The Palestinian Authority in the West Bank is corrupt and mismanaged and does at times incite violence, but it’s the last best hope for a two-state deal between Israelis and Palestinians. It also provides a basic infrastructure for Palestinian life and, as any Israeli intelligence officer will tell you, it provides vital, daily cooperation with Israel’s security services that has helped to keep the West Bank largely quiet for years — and relieved Israel of the costs of administering it directly.

But the arms race between Trump and the Democrats over who can be more unblinkingly pro-Israel has now led to a series of punitive U.S. actions against the Palestinian Authority that have brought it close to collapse. This only hastens the day when Palestinians will say to Bibi and Trump: “OK, you guys won. We lost. The two-state solution is gone, so let us become Israeli citizens, and give us the vote.”
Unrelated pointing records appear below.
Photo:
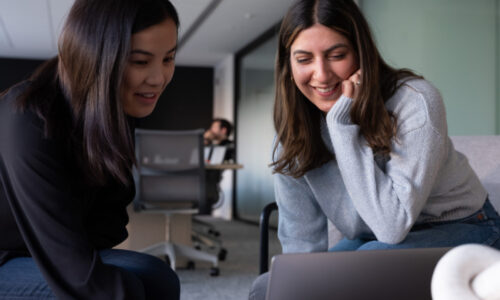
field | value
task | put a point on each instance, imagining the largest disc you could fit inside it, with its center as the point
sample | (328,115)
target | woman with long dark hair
(66,156)
(364,145)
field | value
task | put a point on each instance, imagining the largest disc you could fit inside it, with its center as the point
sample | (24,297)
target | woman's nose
(156,76)
(321,71)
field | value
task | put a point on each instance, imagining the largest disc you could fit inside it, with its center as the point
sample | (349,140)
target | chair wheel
(214,232)
(222,254)
(190,265)
(214,271)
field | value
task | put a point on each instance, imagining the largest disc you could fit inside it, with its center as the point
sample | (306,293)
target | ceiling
(210,29)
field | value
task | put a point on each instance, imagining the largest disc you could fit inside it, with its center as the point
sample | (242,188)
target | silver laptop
(215,154)
(355,275)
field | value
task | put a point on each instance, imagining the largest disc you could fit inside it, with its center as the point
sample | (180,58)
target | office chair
(170,179)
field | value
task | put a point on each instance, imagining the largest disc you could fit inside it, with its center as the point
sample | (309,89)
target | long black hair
(87,74)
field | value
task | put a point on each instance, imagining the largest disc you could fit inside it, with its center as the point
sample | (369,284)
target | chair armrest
(264,236)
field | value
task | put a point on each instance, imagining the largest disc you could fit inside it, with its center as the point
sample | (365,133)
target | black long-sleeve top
(49,213)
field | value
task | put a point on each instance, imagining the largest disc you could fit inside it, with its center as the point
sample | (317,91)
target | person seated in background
(218,133)
(67,153)
(364,145)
No, you say, that will be prevented by Jared Kushner’s peace plan. I doubt that. The Kushner plan appears to be one of autonomy for the Palestinians — not an independent Palestinian state alongside Israel — and Kushner’s strategy is to offer the Palestinian people so many financial incentives that they will, in effect, overthrow their own leadership and accept the U.S. plan. Good luck with that.

In sum: There is no coherent U.S. strategy here. There is only a competition over who can love Israel to death the most for their own reasons.

So Trump will get his Adelson donations; Bibi will try to win re-election with Trump’s help and try to avoid jail on corruption charges by partnering with a racist party; the Palestinians will get blamed for everything, only some of which they’ll deserve; AIPAC will have a banner year raising money; Israel will keep absorbing the West Bank; and the question of whether or not to still support Israel — when it’s no longer a Jewish democracy — will tear apart every synagogue and Jewish organization across the world.

And the AIPAC convention of 2022 will feature a panel discussion it’s never had before: “Who lost Israel?”